Masih menurut Anies Baswedan, ada dua jenis nilai UN. Selain nilai akademik, ada juga
nilai kejujuran. Ternyata, banyak ditemukan sekolah yang tidak jujur. Oleh karena itu, Mendikbud
akan terus membuka nama sekolah yang mendukung kecurangan saat pelaksanaan ujian nasional.
Kalau didiamkan, maka orang yang akan melapor atas kecurangan di masa depan akan nambah
terus dan tidak akan pernah selesai karena ketidakjujuran dari sekolah.
Bagi Anies Baswedan, pelaksanaan UN bukan sekadar masalah evaluasi, hakikatnya juga
bagian dari pembentuk atau membangun karakter peserta didik dan guru.

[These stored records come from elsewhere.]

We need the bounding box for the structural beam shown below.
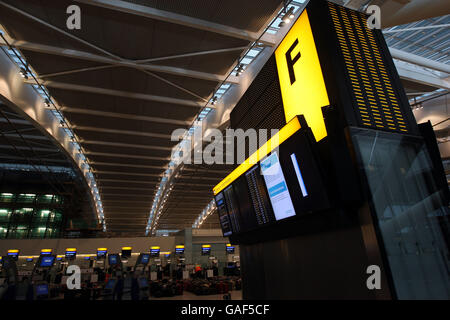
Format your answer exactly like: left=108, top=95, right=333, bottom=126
left=25, top=79, right=204, bottom=109
left=76, top=0, right=275, bottom=46
left=394, top=61, right=450, bottom=90
left=90, top=161, right=167, bottom=170
left=389, top=48, right=450, bottom=73
left=82, top=140, right=172, bottom=151
left=94, top=170, right=162, bottom=181
left=97, top=178, right=158, bottom=184
left=60, top=107, right=192, bottom=126
left=84, top=150, right=170, bottom=161
left=0, top=38, right=239, bottom=84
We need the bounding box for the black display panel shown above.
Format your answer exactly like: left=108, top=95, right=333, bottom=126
left=202, top=246, right=211, bottom=256
left=66, top=251, right=77, bottom=260
left=245, top=165, right=275, bottom=226
left=97, top=250, right=108, bottom=259
left=215, top=192, right=233, bottom=237
left=233, top=176, right=258, bottom=232
left=279, top=133, right=330, bottom=216
left=150, top=249, right=161, bottom=257
left=122, top=249, right=131, bottom=258
left=39, top=255, right=55, bottom=268
left=216, top=127, right=331, bottom=243
left=223, top=185, right=241, bottom=233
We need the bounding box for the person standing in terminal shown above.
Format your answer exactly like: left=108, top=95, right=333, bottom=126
left=113, top=276, right=123, bottom=301
left=131, top=273, right=139, bottom=301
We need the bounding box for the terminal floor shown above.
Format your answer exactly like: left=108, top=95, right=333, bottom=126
left=150, top=290, right=242, bottom=300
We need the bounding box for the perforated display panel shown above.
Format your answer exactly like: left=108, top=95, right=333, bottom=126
left=230, top=56, right=286, bottom=132
left=328, top=2, right=410, bottom=133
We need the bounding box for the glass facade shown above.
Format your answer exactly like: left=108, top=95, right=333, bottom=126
left=0, top=192, right=64, bottom=239
left=352, top=129, right=450, bottom=299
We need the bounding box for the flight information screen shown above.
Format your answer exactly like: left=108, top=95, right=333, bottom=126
left=215, top=192, right=233, bottom=237
left=261, top=152, right=295, bottom=221
left=41, top=256, right=55, bottom=267
left=223, top=185, right=241, bottom=233
left=245, top=165, right=274, bottom=225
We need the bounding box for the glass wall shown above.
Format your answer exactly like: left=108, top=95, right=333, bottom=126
left=0, top=192, right=64, bottom=239
left=352, top=129, right=450, bottom=299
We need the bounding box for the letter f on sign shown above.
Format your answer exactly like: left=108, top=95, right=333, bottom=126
left=286, top=39, right=301, bottom=85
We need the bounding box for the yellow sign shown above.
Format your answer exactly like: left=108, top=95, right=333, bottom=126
left=275, top=9, right=330, bottom=141
left=213, top=117, right=301, bottom=195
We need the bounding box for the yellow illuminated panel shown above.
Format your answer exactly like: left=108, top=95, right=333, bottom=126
left=328, top=2, right=409, bottom=133
left=213, top=117, right=301, bottom=195
left=275, top=10, right=330, bottom=141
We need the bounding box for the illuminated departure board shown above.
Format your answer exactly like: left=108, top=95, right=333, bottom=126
left=223, top=186, right=241, bottom=233
left=245, top=165, right=274, bottom=225
left=215, top=193, right=232, bottom=237
left=328, top=2, right=409, bottom=133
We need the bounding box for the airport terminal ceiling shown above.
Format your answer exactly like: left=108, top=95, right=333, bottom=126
left=0, top=0, right=449, bottom=236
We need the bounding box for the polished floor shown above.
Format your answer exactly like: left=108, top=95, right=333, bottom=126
left=150, top=290, right=242, bottom=300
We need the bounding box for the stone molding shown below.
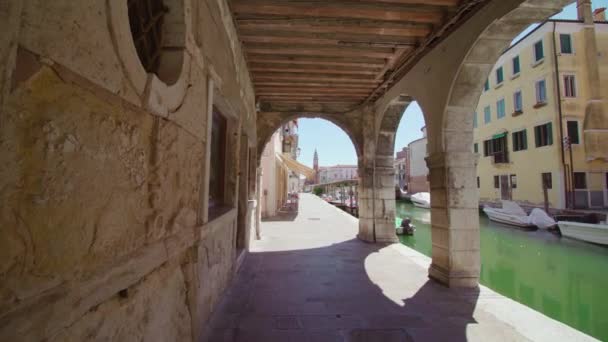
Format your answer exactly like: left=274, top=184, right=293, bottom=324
left=106, top=0, right=196, bottom=118
left=0, top=209, right=237, bottom=341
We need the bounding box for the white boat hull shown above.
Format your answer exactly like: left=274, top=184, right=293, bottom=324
left=410, top=193, right=431, bottom=209
left=412, top=200, right=431, bottom=209
left=483, top=208, right=534, bottom=228
left=557, top=221, right=608, bottom=245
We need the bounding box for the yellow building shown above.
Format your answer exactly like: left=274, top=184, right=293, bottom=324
left=473, top=11, right=608, bottom=209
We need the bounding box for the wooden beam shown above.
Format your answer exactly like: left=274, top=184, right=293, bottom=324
left=253, top=72, right=380, bottom=84
left=232, top=0, right=444, bottom=24
left=344, top=0, right=461, bottom=7
left=247, top=54, right=385, bottom=69
left=254, top=80, right=375, bottom=90
left=255, top=86, right=372, bottom=94
left=245, top=44, right=395, bottom=58
left=237, top=19, right=432, bottom=38
left=249, top=63, right=379, bottom=75
left=239, top=29, right=421, bottom=47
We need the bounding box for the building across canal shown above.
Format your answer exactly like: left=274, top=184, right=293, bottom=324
left=397, top=201, right=608, bottom=341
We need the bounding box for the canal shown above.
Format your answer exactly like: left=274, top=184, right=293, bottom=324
left=397, top=201, right=608, bottom=341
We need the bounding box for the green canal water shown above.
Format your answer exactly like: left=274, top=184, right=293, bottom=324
left=397, top=201, right=608, bottom=341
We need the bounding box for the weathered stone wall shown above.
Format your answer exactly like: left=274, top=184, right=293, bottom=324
left=0, top=0, right=256, bottom=341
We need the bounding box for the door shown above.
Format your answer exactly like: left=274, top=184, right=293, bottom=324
left=500, top=175, right=511, bottom=201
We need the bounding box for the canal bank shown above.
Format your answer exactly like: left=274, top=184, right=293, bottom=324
left=205, top=194, right=593, bottom=342
left=397, top=201, right=608, bottom=341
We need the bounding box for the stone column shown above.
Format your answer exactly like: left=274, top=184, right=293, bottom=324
left=357, top=107, right=398, bottom=243
left=426, top=152, right=480, bottom=287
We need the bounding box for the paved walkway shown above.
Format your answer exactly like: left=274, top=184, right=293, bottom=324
left=204, top=194, right=592, bottom=342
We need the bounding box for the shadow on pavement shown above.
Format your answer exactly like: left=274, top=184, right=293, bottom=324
left=203, top=239, right=479, bottom=342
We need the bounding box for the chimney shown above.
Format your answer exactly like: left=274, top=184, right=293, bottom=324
left=593, top=7, right=606, bottom=21
left=576, top=0, right=593, bottom=25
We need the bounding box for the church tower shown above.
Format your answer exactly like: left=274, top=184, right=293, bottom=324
left=312, top=148, right=319, bottom=184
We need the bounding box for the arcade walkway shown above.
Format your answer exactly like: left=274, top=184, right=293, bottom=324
left=205, top=194, right=592, bottom=342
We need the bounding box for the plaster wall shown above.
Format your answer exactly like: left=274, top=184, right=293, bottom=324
left=0, top=0, right=256, bottom=341
left=474, top=21, right=608, bottom=209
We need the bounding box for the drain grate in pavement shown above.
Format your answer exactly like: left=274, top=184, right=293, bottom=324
left=347, top=329, right=413, bottom=342
left=274, top=316, right=302, bottom=330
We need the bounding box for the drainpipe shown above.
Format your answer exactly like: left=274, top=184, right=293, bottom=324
left=553, top=21, right=573, bottom=207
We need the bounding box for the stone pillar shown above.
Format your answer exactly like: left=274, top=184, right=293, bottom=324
left=254, top=167, right=262, bottom=240
left=374, top=165, right=399, bottom=243
left=426, top=152, right=480, bottom=287
left=357, top=107, right=398, bottom=243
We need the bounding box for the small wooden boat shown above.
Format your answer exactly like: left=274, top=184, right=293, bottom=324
left=410, top=192, right=431, bottom=209
left=395, top=217, right=416, bottom=235
left=483, top=201, right=555, bottom=229
left=557, top=221, right=608, bottom=245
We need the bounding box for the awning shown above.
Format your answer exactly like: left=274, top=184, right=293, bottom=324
left=277, top=153, right=315, bottom=178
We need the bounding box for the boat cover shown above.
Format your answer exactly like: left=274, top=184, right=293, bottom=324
left=502, top=200, right=528, bottom=216
left=410, top=192, right=431, bottom=203
left=529, top=208, right=557, bottom=229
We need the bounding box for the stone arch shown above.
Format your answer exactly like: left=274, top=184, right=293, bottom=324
left=375, top=0, right=572, bottom=287
left=257, top=112, right=363, bottom=166
left=106, top=0, right=194, bottom=117
left=441, top=0, right=572, bottom=152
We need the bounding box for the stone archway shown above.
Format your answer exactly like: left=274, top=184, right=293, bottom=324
left=257, top=112, right=363, bottom=166
left=376, top=0, right=572, bottom=287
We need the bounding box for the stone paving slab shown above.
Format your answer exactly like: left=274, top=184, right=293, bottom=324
left=203, top=194, right=593, bottom=342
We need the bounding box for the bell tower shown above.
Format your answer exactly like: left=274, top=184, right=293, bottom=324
left=312, top=148, right=319, bottom=184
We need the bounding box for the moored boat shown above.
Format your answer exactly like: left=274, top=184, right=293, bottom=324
left=410, top=192, right=431, bottom=209
left=557, top=221, right=608, bottom=245
left=483, top=201, right=555, bottom=229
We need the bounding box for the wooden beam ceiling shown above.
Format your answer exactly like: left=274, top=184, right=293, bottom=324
left=230, top=0, right=479, bottom=108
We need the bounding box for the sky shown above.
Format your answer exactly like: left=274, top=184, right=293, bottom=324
left=298, top=0, right=608, bottom=167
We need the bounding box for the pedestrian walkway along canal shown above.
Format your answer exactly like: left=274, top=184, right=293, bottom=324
left=397, top=201, right=608, bottom=341
left=203, top=194, right=593, bottom=342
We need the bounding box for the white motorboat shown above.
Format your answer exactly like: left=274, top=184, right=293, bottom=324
left=410, top=192, right=431, bottom=209
left=557, top=221, right=608, bottom=245
left=483, top=201, right=555, bottom=229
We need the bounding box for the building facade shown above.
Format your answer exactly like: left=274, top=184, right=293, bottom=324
left=319, top=165, right=359, bottom=184
left=393, top=147, right=410, bottom=190
left=260, top=120, right=300, bottom=218
left=407, top=127, right=430, bottom=193
left=473, top=14, right=608, bottom=209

Selain butuh
pembangunan karakter, Indonesia juga butuh revolusi karakter. Karena hanya dengan revolusi
karakter, manusia Indonesia akan tahu bahwa dirinya adalah bangsa besar dan menjunjungi tinggi
kejujuran. Jika ingin lulus 100 %, seharusnya kejujurannya harus 100 % pula, bukan
kebohongannya yang 100 %. Guru sebagai sosok utama yang digugu dan ditiru harus berbenah
dan introspeksi. Guru harus kembali kepada tugasnya yang setiap pikiran, ucapan dan tindakannya
menjamin kejujuran kepada semua orang. Mari jadikan UN sebagai ajangnya peserta didik dan
guru membangun karakter dan merevolusi karakternya.